L’Etat aurait ponction en catimini dans le budget des retraités dépendants ?

Au nom de la lutte contre les déficits publics, le gouvernement détourne des centaines de millions d’euros prélevés sur les retraités, qui devaient servir à l’aide à l’autonomie des personnes âgées.

L’affaire n’a, jusqu’ici, pas fait grand bruit.
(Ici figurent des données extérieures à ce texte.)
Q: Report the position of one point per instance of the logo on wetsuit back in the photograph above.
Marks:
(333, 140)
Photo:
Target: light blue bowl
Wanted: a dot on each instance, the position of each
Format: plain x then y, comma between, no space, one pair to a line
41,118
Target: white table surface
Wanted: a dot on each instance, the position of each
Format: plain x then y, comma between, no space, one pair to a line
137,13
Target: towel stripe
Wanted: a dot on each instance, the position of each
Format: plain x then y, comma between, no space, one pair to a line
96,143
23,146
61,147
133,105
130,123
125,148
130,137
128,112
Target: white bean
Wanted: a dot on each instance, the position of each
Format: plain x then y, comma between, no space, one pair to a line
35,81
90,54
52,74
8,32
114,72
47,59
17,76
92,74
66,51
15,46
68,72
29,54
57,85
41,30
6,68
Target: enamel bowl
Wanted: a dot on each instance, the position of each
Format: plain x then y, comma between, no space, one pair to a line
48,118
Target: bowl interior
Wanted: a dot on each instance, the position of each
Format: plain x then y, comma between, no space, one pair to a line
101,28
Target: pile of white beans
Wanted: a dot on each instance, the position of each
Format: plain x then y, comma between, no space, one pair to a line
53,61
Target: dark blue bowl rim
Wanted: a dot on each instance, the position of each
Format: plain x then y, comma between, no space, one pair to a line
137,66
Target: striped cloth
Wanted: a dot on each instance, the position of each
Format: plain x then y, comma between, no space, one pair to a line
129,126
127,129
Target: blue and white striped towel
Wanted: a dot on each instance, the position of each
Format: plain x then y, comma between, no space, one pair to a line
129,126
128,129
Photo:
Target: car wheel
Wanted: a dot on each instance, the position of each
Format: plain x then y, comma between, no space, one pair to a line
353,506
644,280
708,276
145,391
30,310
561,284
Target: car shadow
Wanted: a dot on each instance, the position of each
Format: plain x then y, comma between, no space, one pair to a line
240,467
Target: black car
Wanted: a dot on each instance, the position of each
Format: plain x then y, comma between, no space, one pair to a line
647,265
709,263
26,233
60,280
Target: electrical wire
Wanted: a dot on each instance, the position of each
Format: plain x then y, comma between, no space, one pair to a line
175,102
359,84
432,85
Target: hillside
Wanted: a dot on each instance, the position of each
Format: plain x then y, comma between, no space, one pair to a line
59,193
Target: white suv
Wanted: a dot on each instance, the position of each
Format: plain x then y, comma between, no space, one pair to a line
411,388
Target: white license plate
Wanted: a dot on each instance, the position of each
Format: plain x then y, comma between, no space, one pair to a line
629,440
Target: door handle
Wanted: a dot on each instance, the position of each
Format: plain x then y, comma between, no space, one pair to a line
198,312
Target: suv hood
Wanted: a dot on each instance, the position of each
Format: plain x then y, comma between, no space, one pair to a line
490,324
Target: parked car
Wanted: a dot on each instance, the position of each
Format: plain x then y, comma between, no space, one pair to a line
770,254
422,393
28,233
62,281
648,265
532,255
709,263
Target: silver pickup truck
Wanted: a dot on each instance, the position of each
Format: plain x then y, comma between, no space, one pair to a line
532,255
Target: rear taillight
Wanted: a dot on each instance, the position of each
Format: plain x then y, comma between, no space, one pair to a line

Et pourtant. L’accusation lancée par Pascal Champvert, président de l’Association des directeurs au service des personnes âgées (AD-PA), contre le gouvernement n’est pas anodine : « Pour boucler les fins de mois, détourner l’argent de la grand-mère est une faute morale. Bercy l’ignore », dit-il.

Les faits sont bien accablants. Depuis avril dernier, les retraités sont soumis au prélèvement d’une taxe de 0,3 % sur leur pension, dite contribution additionnelle de solidarité pour l’autonomie (Casa). Instituée en 2012, elle a été conçue pour financer la future loi sur « l’adaptation de la société au vieillissement », promise pour 2014.

ÉPONGER LE DÉFICIT

Que faire en attendant les quelques 600 millions d’euros que doit générer, en rythme annuel, cette taxe?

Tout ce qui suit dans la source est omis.